Harian Perancis lain Le Figaro dalam tajuknya menulis:
Serangan darat menunjukkan bahwa Israel tidak bermaksud terburu-buru mengakhiri konflik dengan kelompok Hamas. Salah satu tujuan militer Israel adalah mencegah pemasokan senjata-senjata dari Mesir, agar serangan roket ke Israel bisa dihentikan. Jika pertempuran ingin dihentikan, masalah terbesar adalah menemukan mitra bicara di Jalur Gaza. Sebab negara-negara Barat tidak punya hubungan langsung dengan kelompok Hamas yang oleh Uni Eropa dan Amerika Serikat dilihat sebagai kelompok teror. Jadi perlu penengahan penengahan dengan melibatkan Mesir, atau Suriah, di mana pimpinan Hamas ditampung.
Harian Belanda de Volkskrant yang terbit di Amsterdam berkomentar:
Perserikatan Bangsa-Bangsa mengkhawartikan luasnya kematian dan kemusnahan di Jalur Gaza. Juga pemerintahan yang bisa mengerti tindakan Israel dan memandang Hamas sebagai ancaman tidak bisa menutup mata. Israel hingga kini menolak gencata senjata, karena tidak ada jaminan bahwa kelompok Hamas tidak memakai waktu luang untuk memperkuat persenjatannya lagi. Jaminan keamanan yang lebih baik memang penting. Tetapi Gaza saat ini sedang mengalami bencana kemanusiaan. Oleh sebab itu, yang terpenting sekarang adalah membungkam senjata secepat mungkin.
Harian Inggris The Times yang terbit di London menilai:
Tidak ada solusi jangka panjang, selama Hamas tidak mengakui eksistensi Israel. Tentu saja serangan roket ke kawasan Israel juga harus dihentikan. Tetapi Israel juga bisa mempertimbangkan, apakah tidak lebih baik meringkankan penderitaan kemiskinan dan kekurangan makanan di Palestina, agar bisa hidup berdampingan secara damai. Negara-negara lain juga bisa membantu, kalau saja kata-kata mereka diikuti tindakan.

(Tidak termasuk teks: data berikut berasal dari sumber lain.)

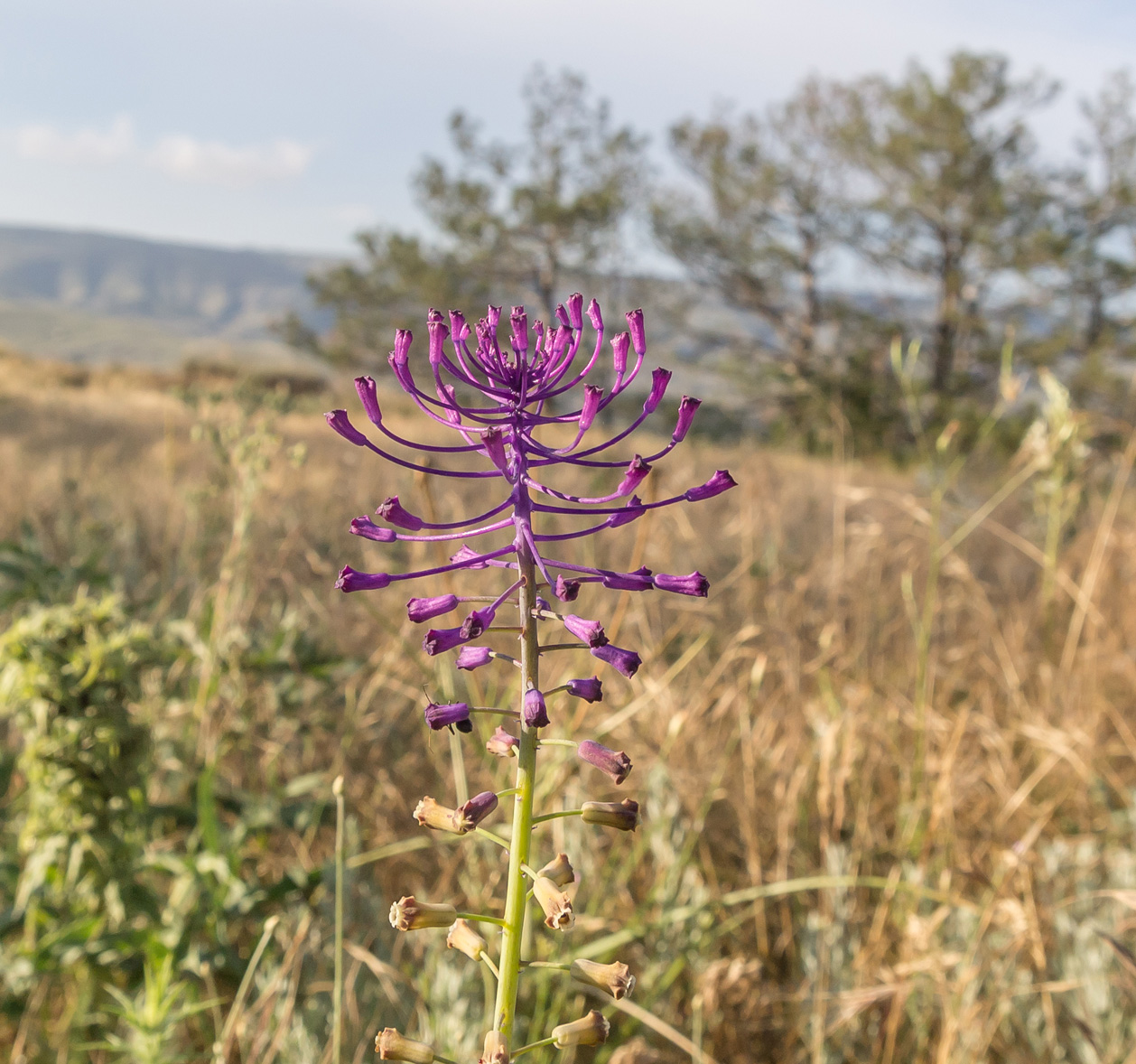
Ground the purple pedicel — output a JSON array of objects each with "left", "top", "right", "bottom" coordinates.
[
  {"left": 454, "top": 647, "right": 493, "bottom": 672},
  {"left": 351, "top": 515, "right": 397, "bottom": 544},
  {"left": 424, "top": 703, "right": 474, "bottom": 733},
  {"left": 561, "top": 614, "right": 608, "bottom": 647},
  {"left": 591, "top": 643, "right": 643, "bottom": 680},
  {"left": 564, "top": 677, "right": 603, "bottom": 702},
  {"left": 525, "top": 687, "right": 549, "bottom": 727},
  {"left": 325, "top": 292, "right": 735, "bottom": 723},
  {"left": 655, "top": 570, "right": 710, "bottom": 598},
  {"left": 406, "top": 594, "right": 458, "bottom": 624},
  {"left": 576, "top": 739, "right": 631, "bottom": 784}
]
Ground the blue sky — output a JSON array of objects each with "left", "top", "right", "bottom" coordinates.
[{"left": 0, "top": 0, "right": 1136, "bottom": 251}]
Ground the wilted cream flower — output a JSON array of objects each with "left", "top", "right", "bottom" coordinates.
[{"left": 571, "top": 960, "right": 635, "bottom": 1002}]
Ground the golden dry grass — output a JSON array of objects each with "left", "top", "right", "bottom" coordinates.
[{"left": 0, "top": 352, "right": 1136, "bottom": 1064}]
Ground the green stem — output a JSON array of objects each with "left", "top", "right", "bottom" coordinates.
[
  {"left": 331, "top": 777, "right": 344, "bottom": 1064},
  {"left": 494, "top": 551, "right": 541, "bottom": 1039},
  {"left": 454, "top": 913, "right": 505, "bottom": 928},
  {"left": 533, "top": 809, "right": 584, "bottom": 824}
]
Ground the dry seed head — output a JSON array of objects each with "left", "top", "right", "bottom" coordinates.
[
  {"left": 375, "top": 1028, "right": 434, "bottom": 1064},
  {"left": 445, "top": 919, "right": 486, "bottom": 960},
  {"left": 391, "top": 894, "right": 458, "bottom": 931},
  {"left": 533, "top": 875, "right": 576, "bottom": 931},
  {"left": 536, "top": 854, "right": 576, "bottom": 887},
  {"left": 572, "top": 960, "right": 635, "bottom": 1002},
  {"left": 552, "top": 1008, "right": 611, "bottom": 1050}
]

Yang diperlukan di Jalur Gaza adalah perjanjian antara Dewan Keamanan Perserikatan Bangsa-Bangsa dan Israel tentang jadwal penarikan pasukan.
Harian Swiss Tages-Anzeige yang terbit di Jeneva berkomentar:
Israel sudah sering mengerahkan kekuatan militer di jalur Gaza ketimbang strategi damai. Tapi hanya diplomasi saja yang bisa memberi harapan dan juga yang akan bertahan lama. Ketenangan hanya akan kembali ke Timur Tengah, jika Israel, yang punya kekuatan militer paling canggih di kawasan itu, melakukan langkah pertama. (sk/hp)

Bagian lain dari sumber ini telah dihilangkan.